Conda-Pack

conda-pack is a command line tool for creating relocatable conda environments. This is useful for deploying code in a consistent environment, potentially in a location where python/conda isn’t already installed.

Use Cases

  • Bundling an application with its environment for deployment
  • Packaging a conda environment for usage with Apache Spark when deploying on YARN (see here for more information).
  • Packaging a conda environment for deployment on Apache YARN. One way to do this is to use Skein.
  • Archiving an environment in a functioning state. Note that a more sustainable way to do this is to specify your environment as a environment.yml, and recreate the environment when needed.

Installation

It’s recommended to install in your root conda environment - the conda pack command will then be available in all sub-environments as well.

Install from Conda-Forge:

conda-pack is available on conda-forge:

conda install -c conda-forge conda-pack

Install from PyPI:

While conda-pack requires an existing conda install, it can also be installed from PyPI:

pip install conda-pack

Install from source:

conda-pack is available on github and can always be installed from source.

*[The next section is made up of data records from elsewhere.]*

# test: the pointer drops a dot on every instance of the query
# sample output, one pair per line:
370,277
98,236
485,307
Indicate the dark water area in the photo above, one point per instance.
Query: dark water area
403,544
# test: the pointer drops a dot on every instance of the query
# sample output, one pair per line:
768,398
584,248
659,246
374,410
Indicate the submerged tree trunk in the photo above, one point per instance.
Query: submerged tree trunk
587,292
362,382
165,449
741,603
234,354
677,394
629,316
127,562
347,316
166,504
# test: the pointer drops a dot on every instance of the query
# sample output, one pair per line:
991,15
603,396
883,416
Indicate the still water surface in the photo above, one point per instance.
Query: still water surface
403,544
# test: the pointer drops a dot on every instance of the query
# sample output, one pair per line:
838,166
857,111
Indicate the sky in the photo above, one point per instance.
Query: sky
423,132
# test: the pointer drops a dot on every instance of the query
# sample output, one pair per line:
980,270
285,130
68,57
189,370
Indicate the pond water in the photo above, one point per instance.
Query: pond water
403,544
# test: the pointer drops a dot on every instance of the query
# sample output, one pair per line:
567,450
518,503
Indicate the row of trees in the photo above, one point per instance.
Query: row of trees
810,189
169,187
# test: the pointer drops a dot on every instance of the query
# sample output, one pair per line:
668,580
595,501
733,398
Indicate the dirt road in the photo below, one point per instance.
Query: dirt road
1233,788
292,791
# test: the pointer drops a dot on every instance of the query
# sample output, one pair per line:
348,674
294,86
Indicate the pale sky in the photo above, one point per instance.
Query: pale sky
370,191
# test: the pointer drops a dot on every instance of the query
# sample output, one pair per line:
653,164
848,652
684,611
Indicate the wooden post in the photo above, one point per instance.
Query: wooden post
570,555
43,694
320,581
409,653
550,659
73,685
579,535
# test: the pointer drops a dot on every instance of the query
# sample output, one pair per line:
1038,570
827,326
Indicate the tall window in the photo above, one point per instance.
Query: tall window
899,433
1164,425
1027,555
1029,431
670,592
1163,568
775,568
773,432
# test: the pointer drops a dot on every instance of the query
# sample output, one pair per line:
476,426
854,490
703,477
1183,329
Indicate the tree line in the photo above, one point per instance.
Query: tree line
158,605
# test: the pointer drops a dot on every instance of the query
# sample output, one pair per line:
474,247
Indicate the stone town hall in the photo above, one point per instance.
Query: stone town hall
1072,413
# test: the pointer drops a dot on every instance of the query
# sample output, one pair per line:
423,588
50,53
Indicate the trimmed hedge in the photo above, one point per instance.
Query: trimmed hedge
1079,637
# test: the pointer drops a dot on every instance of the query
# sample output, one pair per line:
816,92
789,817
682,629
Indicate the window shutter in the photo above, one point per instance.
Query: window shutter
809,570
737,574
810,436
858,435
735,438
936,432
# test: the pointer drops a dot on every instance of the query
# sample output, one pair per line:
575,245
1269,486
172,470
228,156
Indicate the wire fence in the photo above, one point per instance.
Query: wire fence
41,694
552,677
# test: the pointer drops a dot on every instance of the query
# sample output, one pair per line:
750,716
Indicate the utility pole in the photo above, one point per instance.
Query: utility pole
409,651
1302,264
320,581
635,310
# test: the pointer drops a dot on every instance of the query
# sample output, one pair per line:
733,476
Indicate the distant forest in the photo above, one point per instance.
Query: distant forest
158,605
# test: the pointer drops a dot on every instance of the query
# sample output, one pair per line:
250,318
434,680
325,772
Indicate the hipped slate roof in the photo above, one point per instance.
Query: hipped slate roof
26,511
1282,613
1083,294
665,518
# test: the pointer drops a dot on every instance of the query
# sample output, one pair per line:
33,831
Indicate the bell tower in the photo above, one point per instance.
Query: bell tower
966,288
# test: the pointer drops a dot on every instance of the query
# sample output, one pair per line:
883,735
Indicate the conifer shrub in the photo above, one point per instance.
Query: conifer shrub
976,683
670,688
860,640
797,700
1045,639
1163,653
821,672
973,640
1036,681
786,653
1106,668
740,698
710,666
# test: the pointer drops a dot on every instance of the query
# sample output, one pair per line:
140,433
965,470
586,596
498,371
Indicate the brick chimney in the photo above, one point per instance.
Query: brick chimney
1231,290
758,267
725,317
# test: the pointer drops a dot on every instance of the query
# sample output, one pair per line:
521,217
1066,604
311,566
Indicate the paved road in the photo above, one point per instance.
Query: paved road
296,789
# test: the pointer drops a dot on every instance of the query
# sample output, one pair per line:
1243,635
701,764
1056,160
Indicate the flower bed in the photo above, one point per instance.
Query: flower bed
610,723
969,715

pip install git+https://github.com/conda/conda-pack.git

Commandline Usage

conda-pack is primarily a commandline tool. Full CLI docs can be found here.

One common use case is packing an environment on one machine to distribute to other machines that may not have conda/python installed.

On the source machine

# Pack environment my_env into my_env.tar.gz
$ conda pack -n my_env

# Pack environment my_env into out_name.tar.gz
$ conda pack -n my_env -o out_name.tar.gz

# Pack environment located at an explicit path into my_env.tar.gz
$ conda pack -p /explicit/path/to/my_env

On the target machine

# Unpack environment into directory `my_env`
$ mkdir -p my_env
$ tar -xzf my_env.tar.gz -C my_env

# Use python without activating or fixing the prefixes. Most python
# libraries will work fine, but things that require prefix cleanups
# will fail.
$ ./my_env/bin/python

# Activate the environment. This adds `my_env/bin` to your path
$ source my_env/bin/activate

# Run python from in the environment
(my_env) $ python

# Cleanup prefixes from in the active environment.
# Note that you can run this script without activating via
# `$ ./my_env/bin/python my_env/bin/conda-unpack`
(my_env) $ conda-unpack

# At this point the environment is exactly as if you installed it here
# using conda directly. All scripts should work fine.
(my_env) $ ipython --version

# Deactivate the environment to remove it from your path
(my_env) $ source my_env/bin/deactivate

API Usage

conda-pack also provides a Python API, the full documentation of which can be found here. The API mostly mirrors that of the conda pack commandline. Repeating the examples from above:

import conda_pack

# Pack environment my_env into my_env.tar.gz
conda_pack.pack(name="my_env")

# Pack environment my_env into out_name.tar.gz
conda_pack.pack(name="my_env", output="out_name.tar.gz")

# Pack environment located at an explicit path into my_env.tar.gz
conda_pack.pack(prefix="/explicit/path/to/my_env")

Caveats

This tool is new, and has a few caveats.

  • Conda must be installed and be on your path.
  • Windows is not currently supported (should be easy to fix, contributions welcome!)
  • The os type where the environment was built must match the os type of the target. This means that environments built on windows can’t be relocated to linux.